La gentrification des sentiers
C’est l’exemple le plus criant. Le trail, né des sentiers de nécessité empruntés par nos anciens (qui n’avaient pas de montre GPS), subit une « Disneyisation » galopante. On est passé du petit club de quartier à l’événementiel professionnel avec tapis rouge et drone de suivi.
Aujourd’hui, on ne vend plus une course, on vend une « expérience immersive » : t-shirt technique de marque (fabriqué loin, mais très « respirant »), puce électronique de haute précision, suivi live. En ajoutant l’inflation sur les prix depuis plusieurs années, le prix des dossards s’envole.
On assiste alors à un spectacle étrange sur nos sentiers : une « élite » suréquipée, arborant des montres connectées au prix d’un SMIC qui leur indiquent leur rythme cardiaque, souvent élevé à la vue de la facture, tandis que les certains locaux regardent passer la caravane depuis le bord du chemin, faute de pouvoir s’offrir le droit de participer.
Une urgence de santé publique (et politique)
Le danger de cette dérive est d’abord sanitaire. À La Réunion, où les taux de diabète et d’obésité sont déjà plus élevés que la moyenne nationale, transformer le sport en produit de luxe est une erreur stratégique majeure. C’est un peu comme si l’on taxait les légumes pour encourager les gens à manger sainement.
Si l’État encourage la pratique pour des raisons de santé, il doit cesser de la voir comme un loisir pour CSP+. Transformer le sport en « médicament » préventif via le sport sur ordonnance (réellement remboursé par la Sécu et non par un obscur formulaire), imposer une tarification sociale aux organisateurs de courses qui utilisent l’espace public, ou encore éclairer nos parcours de santé après 18h pour compenser notre nuit tropicale précoce, sont des pistes concrètes.

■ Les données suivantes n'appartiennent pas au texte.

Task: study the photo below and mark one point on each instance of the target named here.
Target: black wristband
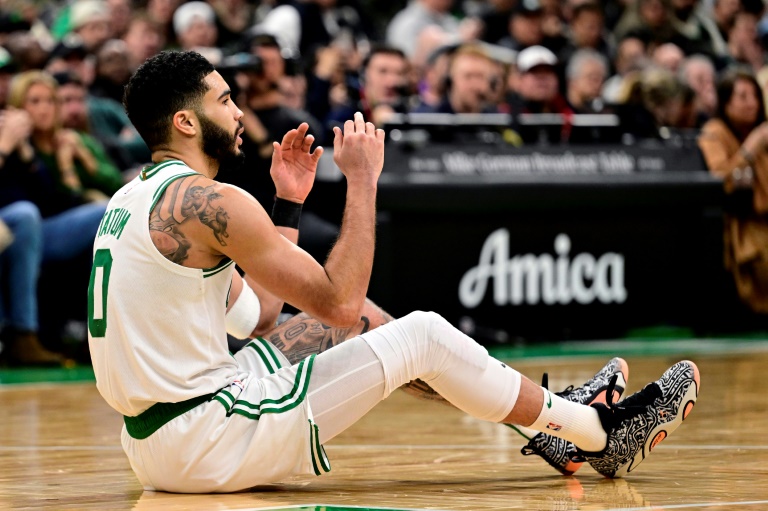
(286, 213)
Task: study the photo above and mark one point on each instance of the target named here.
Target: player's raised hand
(293, 165)
(358, 150)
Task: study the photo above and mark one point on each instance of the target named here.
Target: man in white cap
(89, 19)
(536, 89)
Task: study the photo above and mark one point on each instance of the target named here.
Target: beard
(220, 145)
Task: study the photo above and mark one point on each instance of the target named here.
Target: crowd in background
(66, 144)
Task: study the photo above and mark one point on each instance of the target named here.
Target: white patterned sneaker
(558, 452)
(636, 425)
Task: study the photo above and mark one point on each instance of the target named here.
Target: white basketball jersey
(156, 329)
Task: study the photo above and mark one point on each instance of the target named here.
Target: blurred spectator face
(587, 28)
(630, 55)
(470, 82)
(385, 76)
(162, 11)
(700, 76)
(26, 50)
(72, 107)
(683, 8)
(90, 19)
(143, 39)
(587, 84)
(742, 108)
(538, 84)
(199, 34)
(40, 104)
(438, 5)
(526, 29)
(724, 13)
(653, 12)
(668, 56)
(119, 16)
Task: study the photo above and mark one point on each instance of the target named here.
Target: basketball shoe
(558, 452)
(636, 425)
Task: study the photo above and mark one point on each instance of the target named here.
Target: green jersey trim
(158, 415)
(154, 169)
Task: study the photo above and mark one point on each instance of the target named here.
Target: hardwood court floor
(60, 450)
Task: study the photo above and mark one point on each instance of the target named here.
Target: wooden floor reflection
(59, 449)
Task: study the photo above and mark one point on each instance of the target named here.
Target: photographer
(383, 88)
(255, 78)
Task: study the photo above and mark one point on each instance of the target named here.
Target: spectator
(649, 19)
(698, 72)
(432, 78)
(7, 70)
(404, 28)
(383, 88)
(78, 162)
(111, 70)
(161, 12)
(495, 16)
(585, 74)
(119, 16)
(472, 83)
(265, 118)
(102, 122)
(21, 251)
(64, 239)
(587, 30)
(194, 25)
(743, 43)
(696, 30)
(90, 20)
(735, 147)
(651, 102)
(537, 91)
(630, 57)
(668, 56)
(525, 26)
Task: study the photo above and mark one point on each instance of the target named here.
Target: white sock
(576, 423)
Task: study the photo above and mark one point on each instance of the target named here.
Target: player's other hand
(293, 165)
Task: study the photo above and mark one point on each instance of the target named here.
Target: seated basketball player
(198, 419)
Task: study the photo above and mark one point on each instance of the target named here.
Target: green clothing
(107, 177)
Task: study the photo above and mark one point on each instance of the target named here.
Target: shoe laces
(563, 393)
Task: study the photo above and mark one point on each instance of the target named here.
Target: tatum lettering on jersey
(113, 222)
(530, 279)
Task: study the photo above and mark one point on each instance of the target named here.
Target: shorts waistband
(158, 415)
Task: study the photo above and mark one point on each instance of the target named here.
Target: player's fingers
(338, 138)
(349, 128)
(308, 141)
(359, 123)
(288, 138)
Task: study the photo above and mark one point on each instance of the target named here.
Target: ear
(185, 121)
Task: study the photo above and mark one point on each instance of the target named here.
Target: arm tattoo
(182, 201)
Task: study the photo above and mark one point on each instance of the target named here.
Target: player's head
(172, 82)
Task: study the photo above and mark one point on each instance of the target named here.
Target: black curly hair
(164, 84)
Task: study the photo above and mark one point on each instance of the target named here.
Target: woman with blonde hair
(735, 147)
(77, 160)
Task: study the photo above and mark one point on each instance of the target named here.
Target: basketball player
(198, 419)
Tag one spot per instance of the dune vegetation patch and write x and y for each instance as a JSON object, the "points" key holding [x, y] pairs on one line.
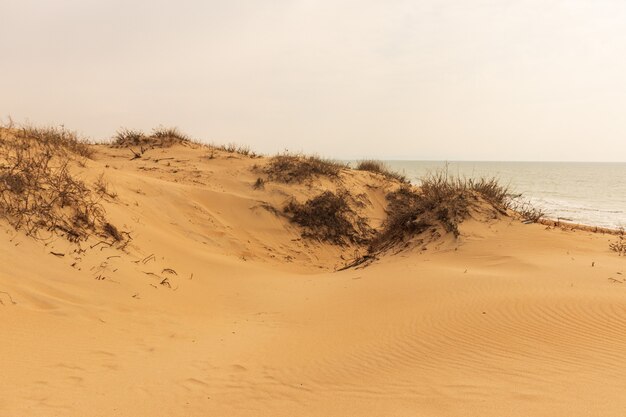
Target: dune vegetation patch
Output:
{"points": [[38, 192], [440, 201], [54, 139], [161, 137], [381, 168], [300, 168], [329, 217]]}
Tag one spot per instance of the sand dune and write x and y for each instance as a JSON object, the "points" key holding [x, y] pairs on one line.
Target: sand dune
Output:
{"points": [[253, 319]]}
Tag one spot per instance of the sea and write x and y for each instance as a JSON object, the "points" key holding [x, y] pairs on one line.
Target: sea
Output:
{"points": [[586, 193]]}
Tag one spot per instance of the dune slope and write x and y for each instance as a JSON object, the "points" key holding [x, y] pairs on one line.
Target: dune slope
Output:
{"points": [[218, 306]]}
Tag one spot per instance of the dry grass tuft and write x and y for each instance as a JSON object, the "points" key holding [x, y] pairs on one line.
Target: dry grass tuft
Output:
{"points": [[299, 168], [329, 217], [38, 193], [259, 184], [102, 187], [527, 210], [56, 139], [379, 167], [441, 201], [619, 246], [161, 137], [236, 149]]}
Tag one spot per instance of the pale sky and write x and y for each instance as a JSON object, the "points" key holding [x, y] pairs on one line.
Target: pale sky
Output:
{"points": [[421, 79]]}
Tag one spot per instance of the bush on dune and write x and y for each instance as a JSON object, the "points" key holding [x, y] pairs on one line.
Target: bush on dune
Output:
{"points": [[329, 217], [441, 200], [299, 168], [379, 167], [38, 192], [160, 137]]}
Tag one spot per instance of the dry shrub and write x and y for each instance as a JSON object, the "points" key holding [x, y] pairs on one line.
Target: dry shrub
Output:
{"points": [[161, 137], [491, 190], [259, 184], [38, 192], [529, 212], [441, 200], [237, 149], [329, 217], [102, 187], [56, 139], [379, 167], [619, 246], [299, 168]]}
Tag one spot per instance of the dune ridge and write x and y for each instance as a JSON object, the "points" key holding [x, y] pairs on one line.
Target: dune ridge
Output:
{"points": [[214, 303]]}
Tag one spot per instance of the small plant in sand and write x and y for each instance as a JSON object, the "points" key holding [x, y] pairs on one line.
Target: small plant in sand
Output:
{"points": [[38, 192], [529, 212], [619, 246], [161, 137], [441, 200], [299, 168], [379, 167], [102, 187], [236, 149], [259, 184], [329, 217], [56, 139]]}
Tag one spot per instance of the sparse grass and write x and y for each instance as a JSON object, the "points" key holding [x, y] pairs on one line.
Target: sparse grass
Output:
{"points": [[56, 139], [528, 211], [299, 168], [102, 187], [259, 184], [39, 193], [328, 217], [128, 137], [441, 200], [379, 167], [619, 246], [171, 133], [236, 149], [491, 190], [161, 137]]}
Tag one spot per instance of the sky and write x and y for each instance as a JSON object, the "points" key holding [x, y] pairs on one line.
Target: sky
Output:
{"points": [[526, 80]]}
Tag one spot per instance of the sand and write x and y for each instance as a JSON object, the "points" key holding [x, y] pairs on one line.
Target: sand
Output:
{"points": [[507, 320]]}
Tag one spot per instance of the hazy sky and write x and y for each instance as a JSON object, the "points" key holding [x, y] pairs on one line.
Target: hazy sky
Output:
{"points": [[421, 79]]}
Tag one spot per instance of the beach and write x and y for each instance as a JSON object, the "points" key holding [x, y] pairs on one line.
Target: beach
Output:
{"points": [[217, 304]]}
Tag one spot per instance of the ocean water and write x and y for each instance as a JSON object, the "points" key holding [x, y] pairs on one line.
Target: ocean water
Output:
{"points": [[586, 193]]}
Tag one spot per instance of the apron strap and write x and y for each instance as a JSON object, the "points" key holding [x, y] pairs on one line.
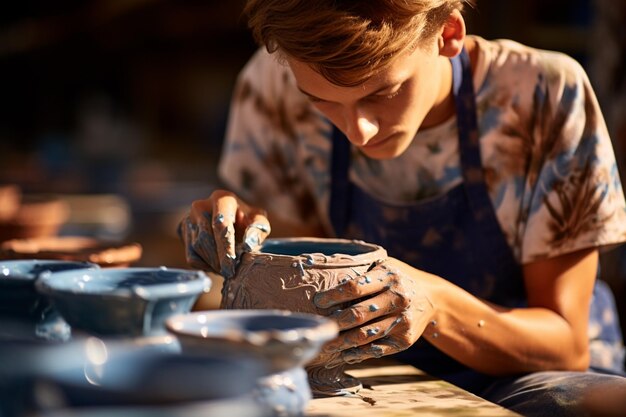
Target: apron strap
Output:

Le deuxième danger est social. Voir le sport « péi » par excellence, celui de la liberté et de l’effort pur, devenir un marqueur de richesse et de privilège peut créer un sentiment de dépossession profond. On prend le risque de voir la frustration monter plus vite que le dénivelé. Le sport était censé être le dernier bastion de la mixité, mais s’il devient une boutique de luxe réservée à ceux qui ont le « bon profil » économique, il ne sera plus un outil de cohésion, mais un énième rappel, bien visible et bien suant, des inégalités de l’île.
Si l’on refuse de financer l’activité sportive aujourd’hui sous prétexte que c’est « trop cher », il faudra financer les hôpitaux et les traitements demain. Et là, la facture sera bien plus élevée qu’elle soit économique ou sociale.